Approval or rejection of the substitute data by the discriminator is a binary process inside GANs today. Imagine submitting a form right into a portal and never knowing why it was rejected or not being provided pointed feedback on which specific field in the shape needed a rework, and also you were forced into iterating by trial-and-error multiple times to correct this. Today’s GANs work similarly between the generator and the discriminator and take numerous compute cost to deliver synthetic data.

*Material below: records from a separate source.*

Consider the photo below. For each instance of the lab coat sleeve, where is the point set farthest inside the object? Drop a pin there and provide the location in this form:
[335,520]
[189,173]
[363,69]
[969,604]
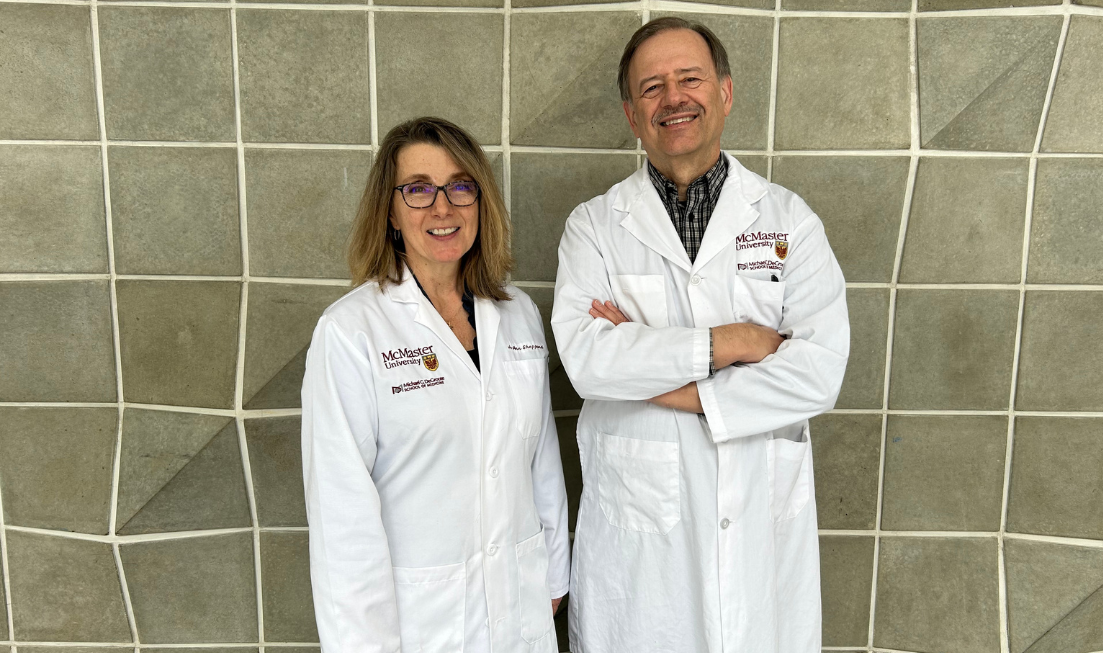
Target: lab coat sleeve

There are already early signs of research on this area that we’re very extremely excited and optimistic about. The technology for synthetic data generation and the use cases they will power are only going to get more powerful and mainstream in due time.

At Speciale Invest, we have an interest and have been spending time in the info infrastructure space. A few of our observations on the Synthetic data market are as follows –

  • The marketplace for synthetic data is exploding. It is a real, pressing, and large problem for a lot of industries and can only grow. Most corporations on this space are currently fairly early, indicating a possible opportunity within the space in the approaching years.
  • Synthetic generation of text, images, and even speech could be becoming a reasonably solved problem today. Synthetic generation of 3D content, videos, or area of interest kinds of knowledge with a sufficiently large Total Addressable Market (TAM) is a really interesting space.
  • Synthetic Data is becoming a critical component of the Modern Data Stack. Most data scientists don’t sit right down to think what data they currently don’t have but could higher help business functions with, but this may not be for long.
  • Given the resources OpenAI and Big Tech are pumping into this space, strong technology moats backed by academic research are crucial for corporations constructing out one other synthetic data company.
  • Given how horizontal this technology is as a capability, for startups constructing out within the space, more verticalized and industry-specific workflows which might be highly relevant to the users of those products will probably be a bonus.
  • Given concerns about data privacy, security, and all of the regulation surrounding this, a product on this market must have enterprise-grade features and be reliable.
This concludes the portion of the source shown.